Feedback takes many forms, but the three that I think about most are Observability, Automated Testing, and Value Discovery. Each of these has its own sub-topics, and I won't go into them here, other than to provide some basic definitions of what I mean:

Observability - Logging, metrics, tracing, latency. How do you know what running software is doing?
Automated Testing - Unit/integration/acceptance tests, CI/CD pipelines. If you make a change to your software, how do you know it works as intended?
Value Discovery - A/B testing, retrospectives, customer satisfaction, usage metrics. How do you know which uses are valuable, and assess the cost of risks?

How you measure feedback depends on what it is, but all feedback can be thought of as information over time. When something happens, how quickly will you know about it? For example, one thing I keep a close eye on is automated test cycle time. I like this a lot because it's easy to measure, objective, and actionable. When a suite of unit tests gets too slow (more than a few seconds), it means the programmers working on that code can no longer stay in the flow because the cycle time has gotten too long. That's an indication to me that we've got too much complexity in a single repository, and we need to take steps to split it up.

Team

The team represents the people who are capable of supporting the software

Software engineering teams can only be so big while remaining effective. Amazon's two-pizza teams are a recognition of this reality. We can't simply add more people to a software effort and expect all of them to be able to work together.
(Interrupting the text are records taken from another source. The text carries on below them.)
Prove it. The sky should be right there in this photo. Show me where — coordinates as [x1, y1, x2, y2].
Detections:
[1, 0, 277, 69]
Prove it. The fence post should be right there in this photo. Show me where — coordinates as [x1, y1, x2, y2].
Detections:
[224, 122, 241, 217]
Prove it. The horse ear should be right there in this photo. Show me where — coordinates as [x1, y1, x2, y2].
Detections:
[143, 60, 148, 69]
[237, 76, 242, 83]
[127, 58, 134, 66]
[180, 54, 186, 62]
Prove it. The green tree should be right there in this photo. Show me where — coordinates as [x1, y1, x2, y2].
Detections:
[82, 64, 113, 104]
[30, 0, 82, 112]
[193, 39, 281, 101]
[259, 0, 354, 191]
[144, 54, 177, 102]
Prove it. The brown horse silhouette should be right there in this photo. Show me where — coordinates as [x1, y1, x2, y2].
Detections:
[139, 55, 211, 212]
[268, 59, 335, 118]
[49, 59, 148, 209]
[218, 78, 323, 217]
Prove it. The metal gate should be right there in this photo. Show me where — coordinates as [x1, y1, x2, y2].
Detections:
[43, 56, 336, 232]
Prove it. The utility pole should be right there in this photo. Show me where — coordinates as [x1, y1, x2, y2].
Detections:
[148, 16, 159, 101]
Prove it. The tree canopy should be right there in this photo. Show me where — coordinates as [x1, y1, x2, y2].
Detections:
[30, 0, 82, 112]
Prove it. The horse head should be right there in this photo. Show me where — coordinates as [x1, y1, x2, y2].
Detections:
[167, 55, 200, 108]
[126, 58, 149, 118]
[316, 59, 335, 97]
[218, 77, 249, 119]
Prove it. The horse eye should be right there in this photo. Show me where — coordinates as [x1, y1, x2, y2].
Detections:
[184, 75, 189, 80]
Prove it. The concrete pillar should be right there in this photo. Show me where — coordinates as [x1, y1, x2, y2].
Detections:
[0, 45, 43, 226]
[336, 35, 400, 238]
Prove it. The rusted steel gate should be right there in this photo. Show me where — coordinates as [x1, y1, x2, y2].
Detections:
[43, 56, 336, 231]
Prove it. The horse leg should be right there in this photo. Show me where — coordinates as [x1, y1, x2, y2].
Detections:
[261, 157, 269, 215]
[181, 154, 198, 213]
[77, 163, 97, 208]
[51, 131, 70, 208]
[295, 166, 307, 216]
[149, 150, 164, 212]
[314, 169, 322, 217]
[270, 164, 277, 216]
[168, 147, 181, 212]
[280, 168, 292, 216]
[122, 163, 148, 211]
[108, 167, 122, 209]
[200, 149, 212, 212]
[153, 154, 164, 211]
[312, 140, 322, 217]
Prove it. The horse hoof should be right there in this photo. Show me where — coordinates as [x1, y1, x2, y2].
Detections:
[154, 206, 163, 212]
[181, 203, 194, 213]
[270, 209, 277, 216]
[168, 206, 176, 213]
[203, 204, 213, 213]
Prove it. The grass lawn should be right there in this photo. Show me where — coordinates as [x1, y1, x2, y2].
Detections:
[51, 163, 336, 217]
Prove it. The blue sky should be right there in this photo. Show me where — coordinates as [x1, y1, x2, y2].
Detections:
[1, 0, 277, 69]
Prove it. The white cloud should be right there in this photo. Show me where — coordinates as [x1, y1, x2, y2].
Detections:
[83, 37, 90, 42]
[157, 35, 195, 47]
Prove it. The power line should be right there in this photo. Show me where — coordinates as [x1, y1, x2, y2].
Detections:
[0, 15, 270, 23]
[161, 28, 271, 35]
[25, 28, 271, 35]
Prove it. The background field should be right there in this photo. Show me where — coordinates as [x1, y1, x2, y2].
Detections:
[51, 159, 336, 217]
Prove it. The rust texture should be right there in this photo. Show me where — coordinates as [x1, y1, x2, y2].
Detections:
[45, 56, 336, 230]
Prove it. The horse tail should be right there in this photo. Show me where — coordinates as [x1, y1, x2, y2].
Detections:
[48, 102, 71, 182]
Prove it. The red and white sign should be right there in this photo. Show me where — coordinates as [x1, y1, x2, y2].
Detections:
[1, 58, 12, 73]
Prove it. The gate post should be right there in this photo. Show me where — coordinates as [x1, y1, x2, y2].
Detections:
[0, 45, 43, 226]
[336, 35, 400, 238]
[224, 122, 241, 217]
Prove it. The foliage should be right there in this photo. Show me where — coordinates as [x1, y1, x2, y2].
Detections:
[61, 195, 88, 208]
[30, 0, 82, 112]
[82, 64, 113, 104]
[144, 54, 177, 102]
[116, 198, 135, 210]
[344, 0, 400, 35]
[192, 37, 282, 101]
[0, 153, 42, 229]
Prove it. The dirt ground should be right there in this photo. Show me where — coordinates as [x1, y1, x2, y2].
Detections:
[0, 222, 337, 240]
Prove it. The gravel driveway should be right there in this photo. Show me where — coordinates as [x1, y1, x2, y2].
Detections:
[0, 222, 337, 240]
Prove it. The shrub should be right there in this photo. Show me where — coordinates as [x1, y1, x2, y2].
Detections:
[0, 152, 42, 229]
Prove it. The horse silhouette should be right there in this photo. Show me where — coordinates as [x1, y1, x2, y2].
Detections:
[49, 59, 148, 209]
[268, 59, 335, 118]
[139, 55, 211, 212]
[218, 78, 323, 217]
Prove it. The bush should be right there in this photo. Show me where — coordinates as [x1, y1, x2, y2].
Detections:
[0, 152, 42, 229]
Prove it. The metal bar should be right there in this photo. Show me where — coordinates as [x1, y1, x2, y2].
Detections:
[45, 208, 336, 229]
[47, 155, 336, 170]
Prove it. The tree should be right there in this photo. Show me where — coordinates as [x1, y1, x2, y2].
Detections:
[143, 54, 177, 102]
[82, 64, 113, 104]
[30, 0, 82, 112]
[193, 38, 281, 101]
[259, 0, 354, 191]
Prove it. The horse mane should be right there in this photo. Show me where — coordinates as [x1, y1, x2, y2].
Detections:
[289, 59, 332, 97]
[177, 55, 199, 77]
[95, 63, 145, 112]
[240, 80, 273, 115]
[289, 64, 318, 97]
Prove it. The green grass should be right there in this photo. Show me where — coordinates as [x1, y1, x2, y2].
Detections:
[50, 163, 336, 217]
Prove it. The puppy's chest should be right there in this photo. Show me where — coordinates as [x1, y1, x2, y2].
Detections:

However, our ability to manage complexity, mitigate risks, create new uses, and interpret and respond to feedback will be a function of the number of software engineers who are capable of doing those things for a particular software system. This is sometimes different than the number of people who are organized into a "team". Different factors at different companies might create team structures where only a small percentage of a "team" is actually capable of performing these tasks.

One way to separate these two groups is to think about which people could leave the team and make supporting the software impossible (aka Bus Factor). The size of this set of people allows us to quantify the support that we can provide. In my experience, 3-5 people is optimal. 2 is lean but can be effective. With 6 to 8 people, you start to spend a lot of time on communication overhead. If you don't, the support starts to fracture into smaller groups, where only certain people can do certain things. Personally, I've never seen 9 or more people who all maintain the same software effectively.

When you only have 1 person who can maintain a particular piece of software, you introduce "key person risk", which acts as a multiplier on all your other risks. If that person departs, this value goes to zero and you will wind up with abandonware. This is a difficult situation to recover from.

Minimizing CRUFT

Given these 5 dimensions, you can treat technical debt as a portfolio optimization problem, trying to increase feedback and team support, minimize complexity and risk, while trying to maximize value derived from use. Once you start thinking of technical debt in this way, you can start making tradeoffs in design discussions, pull request reviews, and everyday collaboration with your fellow programmers. Here are some common tradeoffs:

Increasing complexity to add new uses
Increasing risks to add uses (implementing only the "happy path" to get something done quickly, without handling edge cases)
Decreasing complexity to increase team support
Decreases uses to reduce risks and/or complexity
Increasing feedback to reduce risk
Increases uses to increase feedback (through more user activity)
Increasing the team size to reduce key person risk